O gene da discórdia.

Sally e Somir concordam que filhos são mais do que códigos genéticos, mas discordam sobre o quanto valorizam o próprio. Considerando o uso de seu próprio DNA para fazer um filho sobre o qual estariam completamente isentos de obrigações legais, cada um vai para um lado. Os impopulares não geraram a polêmica, mas podem criar como se fosse sua.

Tema de hoje: Sem implicações legais, você se importaria de usarem seu DNA para fazerem um filho com o qual não vai ter contato?

SOMIR

Não. Óbvio que essa discussão depende da exclusão de obrigações legais como pensão alimentícia para valer. Se eu não tivesse a certeza que não tomaria um processo na cabeça no futuro para pagar pela criança, teria opinião completamente diferente. Mas, nesse caso, sobrando apenas a ideia de que meu DNA foi replicado e virou outro ser humano que não vai me gerar nenhuma responsabilidade e não foi minha escolha, então nem entra na categoria de filho pra mim.

Eu não quero ter filhos, e se fosse só o meu código genético usado para gerar uma nova vida nesses moldes, continuaria não tendo.

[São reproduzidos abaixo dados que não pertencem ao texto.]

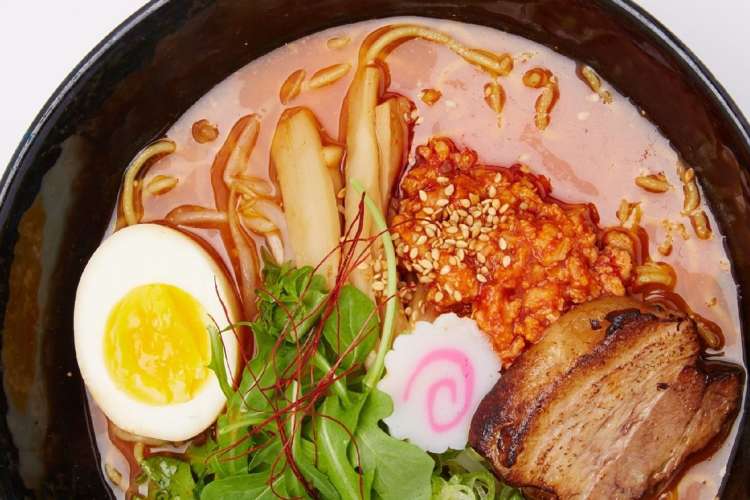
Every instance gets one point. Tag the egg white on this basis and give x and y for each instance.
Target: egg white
(139, 255)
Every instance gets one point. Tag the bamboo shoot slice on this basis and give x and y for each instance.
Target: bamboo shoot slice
(308, 192)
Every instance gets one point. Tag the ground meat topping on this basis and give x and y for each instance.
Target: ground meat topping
(491, 243)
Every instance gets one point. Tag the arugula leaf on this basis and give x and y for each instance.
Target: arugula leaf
(168, 478)
(354, 319)
(305, 459)
(245, 487)
(201, 458)
(289, 292)
(333, 440)
(217, 364)
(469, 478)
(469, 486)
(402, 470)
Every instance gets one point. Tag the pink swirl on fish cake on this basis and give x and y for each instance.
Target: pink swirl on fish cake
(462, 361)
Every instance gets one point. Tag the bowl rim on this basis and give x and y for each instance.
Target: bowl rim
(625, 10)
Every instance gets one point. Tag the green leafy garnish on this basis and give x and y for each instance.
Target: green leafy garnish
(290, 302)
(306, 418)
(333, 430)
(169, 478)
(217, 363)
(352, 326)
(401, 469)
(257, 486)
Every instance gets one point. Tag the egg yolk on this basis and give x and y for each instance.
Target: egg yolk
(156, 347)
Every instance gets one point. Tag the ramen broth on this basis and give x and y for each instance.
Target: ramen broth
(591, 151)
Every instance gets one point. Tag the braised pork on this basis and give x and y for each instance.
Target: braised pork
(608, 404)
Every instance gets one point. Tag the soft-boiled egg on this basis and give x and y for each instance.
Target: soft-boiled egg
(142, 309)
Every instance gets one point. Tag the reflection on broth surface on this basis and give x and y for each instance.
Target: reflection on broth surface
(591, 142)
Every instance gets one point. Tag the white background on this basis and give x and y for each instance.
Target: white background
(42, 40)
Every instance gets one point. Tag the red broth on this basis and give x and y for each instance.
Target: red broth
(591, 151)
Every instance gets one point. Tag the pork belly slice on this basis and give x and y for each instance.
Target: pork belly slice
(608, 405)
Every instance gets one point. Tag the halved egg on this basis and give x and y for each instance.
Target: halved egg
(142, 309)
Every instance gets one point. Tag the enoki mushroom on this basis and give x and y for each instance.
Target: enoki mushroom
(130, 189)
(365, 158)
(497, 65)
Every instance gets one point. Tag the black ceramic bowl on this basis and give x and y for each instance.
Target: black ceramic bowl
(60, 187)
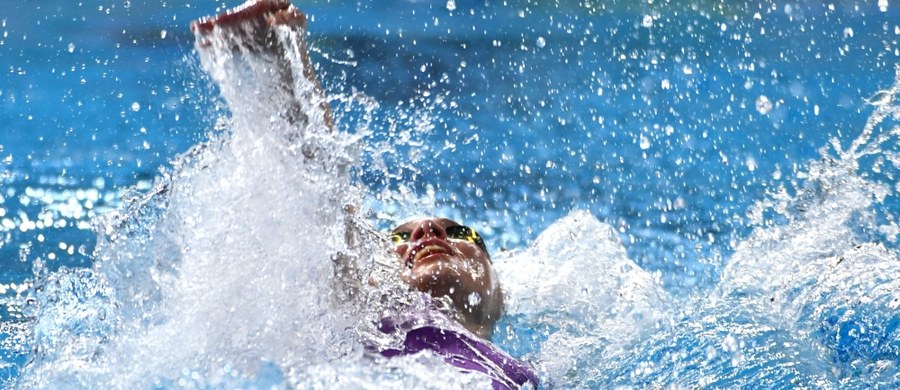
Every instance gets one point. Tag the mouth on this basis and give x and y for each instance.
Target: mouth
(422, 250)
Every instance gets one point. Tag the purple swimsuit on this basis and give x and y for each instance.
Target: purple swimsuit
(459, 348)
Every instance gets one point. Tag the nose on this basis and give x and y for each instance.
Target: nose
(428, 229)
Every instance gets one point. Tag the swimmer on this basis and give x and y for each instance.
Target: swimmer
(444, 258)
(435, 256)
(440, 257)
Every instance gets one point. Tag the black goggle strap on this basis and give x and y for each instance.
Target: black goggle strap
(457, 232)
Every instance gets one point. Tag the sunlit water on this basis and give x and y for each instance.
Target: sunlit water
(698, 195)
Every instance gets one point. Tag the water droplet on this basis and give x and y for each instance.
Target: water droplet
(645, 142)
(848, 32)
(763, 105)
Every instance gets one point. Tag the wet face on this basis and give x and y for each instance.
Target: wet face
(444, 258)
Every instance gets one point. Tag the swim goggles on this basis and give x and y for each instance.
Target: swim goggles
(455, 232)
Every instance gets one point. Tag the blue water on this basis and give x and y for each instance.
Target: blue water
(693, 134)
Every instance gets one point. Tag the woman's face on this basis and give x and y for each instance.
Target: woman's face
(444, 258)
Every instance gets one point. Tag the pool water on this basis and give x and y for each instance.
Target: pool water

Se a condição de eu não ter filhos é respeitada, então não, eu não me importo de usarem o meu DNA para isso. Eu me importaria pra caralho se fosse um filho que eu fizesse tendo ou não a vontade de engravidar a mulher, afinal, aí é um ato meu que gera a consequência desse novo ser humano no mundo. Aí sim eu acho sacanagem ignorar: a pessoa só existe porque você agiu para ela existir.

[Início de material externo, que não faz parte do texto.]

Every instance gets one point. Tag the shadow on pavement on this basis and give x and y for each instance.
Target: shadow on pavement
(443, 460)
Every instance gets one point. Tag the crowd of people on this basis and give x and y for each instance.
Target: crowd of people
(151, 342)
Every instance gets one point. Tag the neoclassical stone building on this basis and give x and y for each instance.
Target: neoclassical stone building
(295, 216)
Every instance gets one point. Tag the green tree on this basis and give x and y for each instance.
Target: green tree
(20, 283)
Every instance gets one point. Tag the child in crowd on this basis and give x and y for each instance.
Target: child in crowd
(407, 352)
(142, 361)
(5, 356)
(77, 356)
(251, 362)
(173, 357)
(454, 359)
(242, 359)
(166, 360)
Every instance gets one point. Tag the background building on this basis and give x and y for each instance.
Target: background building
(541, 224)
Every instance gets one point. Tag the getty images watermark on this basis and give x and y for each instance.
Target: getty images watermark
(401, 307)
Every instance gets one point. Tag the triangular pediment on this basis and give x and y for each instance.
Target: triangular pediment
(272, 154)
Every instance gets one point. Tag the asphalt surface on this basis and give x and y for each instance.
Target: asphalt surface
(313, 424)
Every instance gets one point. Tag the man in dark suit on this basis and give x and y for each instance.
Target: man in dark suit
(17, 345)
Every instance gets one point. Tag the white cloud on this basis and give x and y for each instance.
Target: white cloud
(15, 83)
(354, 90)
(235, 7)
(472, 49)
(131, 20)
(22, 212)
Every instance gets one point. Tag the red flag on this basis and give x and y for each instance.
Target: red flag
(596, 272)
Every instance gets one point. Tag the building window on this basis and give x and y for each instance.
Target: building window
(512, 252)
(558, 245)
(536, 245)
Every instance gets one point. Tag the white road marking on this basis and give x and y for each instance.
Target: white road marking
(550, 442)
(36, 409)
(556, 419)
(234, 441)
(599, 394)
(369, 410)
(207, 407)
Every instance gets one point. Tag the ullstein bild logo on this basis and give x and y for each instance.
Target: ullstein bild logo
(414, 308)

Mas nesse caso? Aí minha única escolha foi guardar meu material genético para o futuro. O que veio depois não está relacionado ao meu querer, é outra pessoa que usou algo meu (que eu não preciso mais) para fazer algo que ela queria fazer. Se roubam sua carteira e usam seu dinheiro para comprar uma arma que mata uma pessoa, você é um assassino? Ou mesmo: se você dá dinheiro para uma pessoa comprar comida e ela compra drogas com ele, você estava financiando o tráfico?

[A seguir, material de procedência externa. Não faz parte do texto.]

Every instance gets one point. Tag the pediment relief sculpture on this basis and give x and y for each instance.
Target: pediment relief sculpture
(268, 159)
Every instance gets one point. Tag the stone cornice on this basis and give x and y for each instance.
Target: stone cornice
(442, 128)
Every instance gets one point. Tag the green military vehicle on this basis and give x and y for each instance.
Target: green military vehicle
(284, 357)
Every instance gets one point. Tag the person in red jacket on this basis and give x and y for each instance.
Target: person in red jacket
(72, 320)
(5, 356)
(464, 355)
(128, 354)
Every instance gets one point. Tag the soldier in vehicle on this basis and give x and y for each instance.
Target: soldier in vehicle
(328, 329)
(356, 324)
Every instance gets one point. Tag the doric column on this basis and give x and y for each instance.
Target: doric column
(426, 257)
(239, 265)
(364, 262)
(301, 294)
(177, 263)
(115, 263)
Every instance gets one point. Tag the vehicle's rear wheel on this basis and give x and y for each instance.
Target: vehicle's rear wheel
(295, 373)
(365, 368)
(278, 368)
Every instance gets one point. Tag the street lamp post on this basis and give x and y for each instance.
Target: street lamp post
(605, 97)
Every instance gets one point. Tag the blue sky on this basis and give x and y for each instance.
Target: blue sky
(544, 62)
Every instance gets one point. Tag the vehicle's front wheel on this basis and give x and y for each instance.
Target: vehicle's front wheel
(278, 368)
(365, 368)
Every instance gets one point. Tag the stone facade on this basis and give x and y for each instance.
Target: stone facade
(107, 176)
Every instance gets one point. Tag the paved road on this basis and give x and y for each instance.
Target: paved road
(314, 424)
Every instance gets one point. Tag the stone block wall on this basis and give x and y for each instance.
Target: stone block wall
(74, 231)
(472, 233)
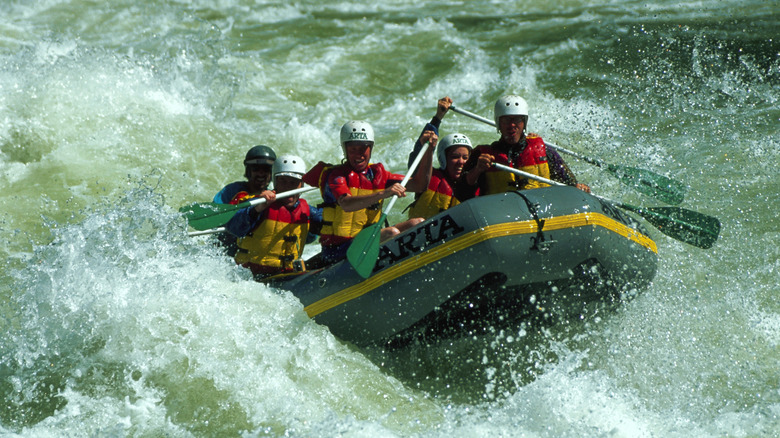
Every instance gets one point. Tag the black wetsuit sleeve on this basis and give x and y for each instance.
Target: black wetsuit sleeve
(559, 171)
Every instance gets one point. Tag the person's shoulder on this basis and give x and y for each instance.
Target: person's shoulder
(236, 186)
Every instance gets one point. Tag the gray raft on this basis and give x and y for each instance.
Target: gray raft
(491, 261)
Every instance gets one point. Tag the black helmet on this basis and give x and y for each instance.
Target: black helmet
(260, 154)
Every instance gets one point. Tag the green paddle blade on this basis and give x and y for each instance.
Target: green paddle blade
(207, 215)
(649, 183)
(363, 252)
(684, 225)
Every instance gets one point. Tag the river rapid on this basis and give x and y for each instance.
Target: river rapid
(114, 114)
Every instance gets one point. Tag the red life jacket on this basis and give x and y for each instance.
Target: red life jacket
(277, 241)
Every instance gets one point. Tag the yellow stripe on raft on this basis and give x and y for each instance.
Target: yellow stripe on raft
(473, 238)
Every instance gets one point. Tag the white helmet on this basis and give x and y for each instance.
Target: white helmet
(447, 142)
(510, 105)
(356, 131)
(289, 165)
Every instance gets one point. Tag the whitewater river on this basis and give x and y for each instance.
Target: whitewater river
(114, 114)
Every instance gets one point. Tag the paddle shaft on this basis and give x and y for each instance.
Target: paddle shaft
(412, 169)
(644, 181)
(492, 123)
(204, 216)
(204, 232)
(678, 223)
(364, 249)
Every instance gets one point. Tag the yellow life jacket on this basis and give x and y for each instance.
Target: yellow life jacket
(532, 159)
(277, 240)
(437, 198)
(339, 226)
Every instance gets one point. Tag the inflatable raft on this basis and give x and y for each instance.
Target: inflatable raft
(491, 261)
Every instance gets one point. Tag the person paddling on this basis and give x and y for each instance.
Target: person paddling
(258, 163)
(273, 234)
(513, 149)
(354, 190)
(257, 170)
(452, 153)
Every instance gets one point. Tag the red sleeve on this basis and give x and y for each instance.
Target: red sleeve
(337, 183)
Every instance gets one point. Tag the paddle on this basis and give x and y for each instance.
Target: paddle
(204, 232)
(644, 181)
(364, 249)
(678, 223)
(206, 215)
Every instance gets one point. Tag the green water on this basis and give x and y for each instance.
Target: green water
(114, 114)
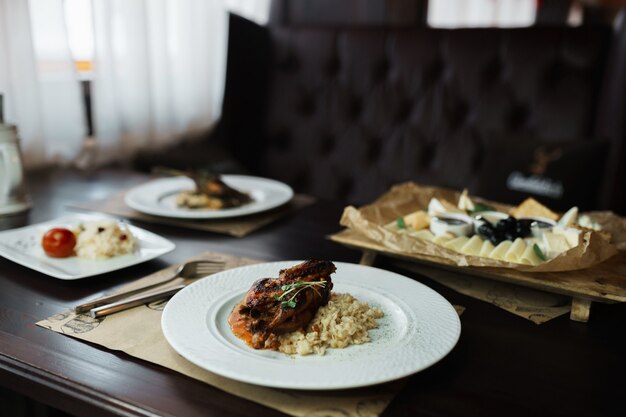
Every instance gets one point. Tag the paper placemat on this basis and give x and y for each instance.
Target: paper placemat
(236, 226)
(534, 305)
(138, 332)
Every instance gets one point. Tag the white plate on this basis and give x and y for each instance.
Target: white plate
(158, 197)
(419, 328)
(23, 246)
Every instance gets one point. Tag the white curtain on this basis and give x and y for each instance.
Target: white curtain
(159, 70)
(481, 13)
(38, 81)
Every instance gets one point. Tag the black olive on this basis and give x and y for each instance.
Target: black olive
(486, 230)
(523, 227)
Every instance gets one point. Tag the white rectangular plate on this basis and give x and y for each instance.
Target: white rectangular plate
(23, 246)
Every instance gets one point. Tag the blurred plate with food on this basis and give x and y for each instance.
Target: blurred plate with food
(203, 195)
(81, 245)
(313, 325)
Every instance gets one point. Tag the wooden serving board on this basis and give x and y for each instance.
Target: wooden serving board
(605, 282)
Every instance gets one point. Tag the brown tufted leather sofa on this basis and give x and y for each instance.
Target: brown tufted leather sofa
(346, 112)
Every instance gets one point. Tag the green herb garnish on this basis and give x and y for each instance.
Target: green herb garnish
(538, 252)
(288, 297)
(478, 207)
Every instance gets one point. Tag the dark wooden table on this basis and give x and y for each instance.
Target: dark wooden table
(502, 366)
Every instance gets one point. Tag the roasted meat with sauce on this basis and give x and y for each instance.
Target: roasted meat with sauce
(274, 306)
(215, 192)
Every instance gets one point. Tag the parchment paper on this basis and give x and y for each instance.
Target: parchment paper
(408, 197)
(138, 332)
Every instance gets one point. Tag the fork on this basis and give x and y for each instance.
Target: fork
(188, 270)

Intenção é muito maior que o mero elemento usado para aplica-la. Do mesmo jeito que acredito que armas não matam pessoas, pessoas matam pessoas; acredito que genes não geram pessoas, pessoas geram pessoas. O meu DNA não passa de instruções genéricas para montar um ser humano, e mesmo assim, só é metade da equação. Seja como for, outro ser humano ainda vai ter que entrar com o resto (no caso, um óvulo) para efetivamente transformar aquilo numa pessoa.

O meu DNA sozinho no máximo geraria um clone. E mesmo assim, clone genético. Se criar ele diferente de como fui criado, os resultados vão ser consideravelmente diferentes, no máximo vai ter semelhança física. Aliás, são tantas variáveis para considerar que provavelmente até se você mesmo criar sozinho seu clone ele ainda não termina idêntico a você em personalidade. Se a genética fosse tão definitiva assim em criar novas versões de você, a psicologia teria falido como ciência há muito tempo. Somos muitos diferentes uns dos outros.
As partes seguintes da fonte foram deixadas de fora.